3. Leverage industry's greatest strength – innovation
A novel example of a multistakeholder partnership that leverages innovation in a unique way is the Singapore government’s “National Steps Challenge”. This in my opinion has been effectively executed by the Health Promotion Board under Singapore’s ministry of health. The intent of the “Steps Challenge” is to curb the reported rise in the cases of obesity and diabetes in Singapore by encouraging the populace to be much more active. How? Through a simple solution: providing all citizens and permanent residents with wearable fitness monitors. To encourage people, they provided an incentive: Rewards for Steps, partnering with a variety of Singapore retailers and businesses. This program leverages the innovation in fitness monitoring partnering with Fitbit, Garmin, Google Fit and Strava, and existing consumer usage of mobile apps. The results have been very encouraging with a reported 30,000 of 696,000 participants effectively getting into the habit of clocking over five kilometers of exercise every day for six months.

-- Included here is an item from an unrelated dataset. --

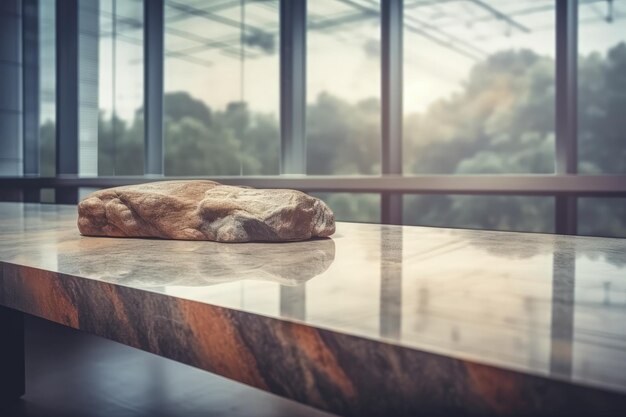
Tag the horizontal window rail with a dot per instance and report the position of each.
(537, 185)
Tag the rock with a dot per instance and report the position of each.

Another example is the recently announced Absorbent Hygiene Products Recycling facility in India leveraging a breakthrough technology developed in Italy by Fater, a joint venture of P&G with the Angelini Group. This innovation will upcycle sanitary napkins and diaper waste. In partnership with the municipality and NGOs, who collect the waste that consumers will segregate, we will create the model to bring this to life in India.
These three recommendations will ensure that MSPs are the Force for Good and Force for Growth they are meant to be. With unique responsibility, accountability and action, transformation can be created and sustained to proffer real, positive impact.
In my opinion, this is the proven way to ensure that MSPs are not simply a “philosophy”, but a reality with concrete and sustainable outcomes.
Magesvaran Suranjan is president of P&G APAC and P&G IMEA. The views expressed here are his.